In the afternoon, the police encountered growing resistance from protesters and dragged off some of the people who had not left the area set for clearance. Protesters and onlookers massed outside a mall near the cleared street, and the police formed lines to try to get the growing crowd to move on, producing tense, chaotic scenes in the crammed area. By dusk, growing crowds of demonstrators had surged in, and Mong Kok erupted into a night of chaotic clashes.
“The protests have been losing steam in the past few days, but because of the police clearance, more people have come out today,” said Bruce Lee, 38, a construction worker who was among the protesters. “The government has ceded no ground, offered no concession to us. We will not retreat.”
The confrontations rumbled late into the night, with crowds behind improvised barricades facing lines of police officers who used nozzles to disperse pepper spray. But the protesters remained defiant, taunting and berating the officers. The two-day operation led to 148 arrests, according to a police spokesman, Hui Chun-tak, who said that people had “had enough” after two months of street blockades.

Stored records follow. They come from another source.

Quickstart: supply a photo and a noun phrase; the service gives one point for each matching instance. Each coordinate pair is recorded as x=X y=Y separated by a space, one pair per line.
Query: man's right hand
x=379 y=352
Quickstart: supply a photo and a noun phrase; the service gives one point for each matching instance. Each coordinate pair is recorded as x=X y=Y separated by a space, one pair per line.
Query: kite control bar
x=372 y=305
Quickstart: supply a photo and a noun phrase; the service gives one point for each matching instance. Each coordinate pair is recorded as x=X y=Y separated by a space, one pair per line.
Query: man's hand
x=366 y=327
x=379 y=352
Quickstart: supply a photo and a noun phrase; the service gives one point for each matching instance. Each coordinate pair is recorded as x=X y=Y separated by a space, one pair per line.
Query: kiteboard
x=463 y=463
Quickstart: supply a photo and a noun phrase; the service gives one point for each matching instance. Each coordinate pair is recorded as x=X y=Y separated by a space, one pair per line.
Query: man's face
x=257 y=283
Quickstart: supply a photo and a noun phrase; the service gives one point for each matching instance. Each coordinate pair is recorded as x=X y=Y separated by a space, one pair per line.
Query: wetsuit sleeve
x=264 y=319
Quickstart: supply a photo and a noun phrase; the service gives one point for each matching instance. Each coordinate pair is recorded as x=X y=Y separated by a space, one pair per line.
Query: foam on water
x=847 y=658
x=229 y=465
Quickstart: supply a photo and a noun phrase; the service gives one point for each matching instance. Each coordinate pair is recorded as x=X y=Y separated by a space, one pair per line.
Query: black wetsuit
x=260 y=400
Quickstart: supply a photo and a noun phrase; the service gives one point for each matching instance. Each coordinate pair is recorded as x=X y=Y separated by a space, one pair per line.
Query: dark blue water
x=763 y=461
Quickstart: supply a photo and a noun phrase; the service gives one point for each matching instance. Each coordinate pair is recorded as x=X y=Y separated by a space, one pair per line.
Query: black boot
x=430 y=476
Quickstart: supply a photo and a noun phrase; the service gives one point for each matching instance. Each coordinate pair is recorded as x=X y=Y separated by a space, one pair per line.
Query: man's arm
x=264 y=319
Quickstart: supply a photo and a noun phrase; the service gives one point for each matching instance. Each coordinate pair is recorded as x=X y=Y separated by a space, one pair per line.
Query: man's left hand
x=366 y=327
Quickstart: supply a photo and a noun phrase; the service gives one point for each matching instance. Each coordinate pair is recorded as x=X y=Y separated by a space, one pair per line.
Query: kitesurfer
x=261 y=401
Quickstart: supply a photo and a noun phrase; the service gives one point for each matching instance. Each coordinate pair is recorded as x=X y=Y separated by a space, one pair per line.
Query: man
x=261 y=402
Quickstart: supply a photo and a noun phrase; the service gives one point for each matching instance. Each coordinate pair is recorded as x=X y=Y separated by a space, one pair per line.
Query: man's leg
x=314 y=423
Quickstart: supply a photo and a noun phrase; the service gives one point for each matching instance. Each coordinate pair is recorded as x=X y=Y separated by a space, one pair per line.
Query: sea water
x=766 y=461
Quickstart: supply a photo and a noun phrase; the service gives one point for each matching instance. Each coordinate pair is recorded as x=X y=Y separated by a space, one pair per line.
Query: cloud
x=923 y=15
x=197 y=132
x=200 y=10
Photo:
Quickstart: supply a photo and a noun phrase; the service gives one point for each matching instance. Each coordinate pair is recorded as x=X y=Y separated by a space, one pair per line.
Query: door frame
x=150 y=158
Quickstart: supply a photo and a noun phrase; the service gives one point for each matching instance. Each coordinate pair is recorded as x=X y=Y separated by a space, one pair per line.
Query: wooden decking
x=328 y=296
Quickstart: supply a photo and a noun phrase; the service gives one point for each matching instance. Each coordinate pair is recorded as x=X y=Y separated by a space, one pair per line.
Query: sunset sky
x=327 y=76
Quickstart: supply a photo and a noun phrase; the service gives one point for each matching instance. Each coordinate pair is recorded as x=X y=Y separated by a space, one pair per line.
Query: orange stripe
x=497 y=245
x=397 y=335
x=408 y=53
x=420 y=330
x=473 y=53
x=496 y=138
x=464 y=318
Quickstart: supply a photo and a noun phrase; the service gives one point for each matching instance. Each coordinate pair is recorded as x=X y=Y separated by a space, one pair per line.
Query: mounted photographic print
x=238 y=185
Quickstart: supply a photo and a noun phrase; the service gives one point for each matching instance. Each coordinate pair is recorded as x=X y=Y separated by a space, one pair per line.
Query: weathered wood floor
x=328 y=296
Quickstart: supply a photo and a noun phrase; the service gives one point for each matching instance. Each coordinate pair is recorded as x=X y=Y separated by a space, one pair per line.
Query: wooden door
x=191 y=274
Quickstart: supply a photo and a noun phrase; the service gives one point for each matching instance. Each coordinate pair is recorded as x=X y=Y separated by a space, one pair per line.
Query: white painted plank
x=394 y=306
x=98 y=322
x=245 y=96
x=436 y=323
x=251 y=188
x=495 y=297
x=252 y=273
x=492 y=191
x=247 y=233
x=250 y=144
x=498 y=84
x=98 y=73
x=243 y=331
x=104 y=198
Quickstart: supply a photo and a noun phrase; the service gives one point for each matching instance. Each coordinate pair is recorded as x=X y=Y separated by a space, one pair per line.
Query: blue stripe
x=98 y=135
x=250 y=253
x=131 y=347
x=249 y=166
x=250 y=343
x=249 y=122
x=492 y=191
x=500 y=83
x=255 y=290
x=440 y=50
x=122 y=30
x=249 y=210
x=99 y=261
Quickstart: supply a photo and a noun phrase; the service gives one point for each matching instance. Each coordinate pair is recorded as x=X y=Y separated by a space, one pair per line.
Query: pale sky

“I’m here to protect my daughter and the revolution,” said Eric Leung, a postman, standing next to his daughter, a student protester. “We can’t lose Mong Kok. If we do, we must come back.”
Protesters hit by pepper spray were carried back from barricades, and elsewhere the police pulled down people who taunted them. Some protesters left to catch the last trains, but thousands remained.
As the working day got underway on Wednesday, Nathan Road was strewn with debris and sleeping protesters, exhausted after the long night of see-saw confrontations with the police. At the intersections that had been the site of fierce stand-offs, fewer police officers and protesters were seen. But at one end of the road, new cordons of the police gathered, then moved into the protest site to help bailiffs prepare to enforce the court injunction and ensure that the demonstrators left.
Initially, that operation was trouble-free. “We’re all so tired,” said Cheng Chung-tai, a teacher at Hong Kong Polytechnic University who is a member of Civic Passion, a political group that has urged defending the Mong Kok site. “Some of us are quite worried that we won’t be able to hold here for another night. There weren’t enough people here last night.”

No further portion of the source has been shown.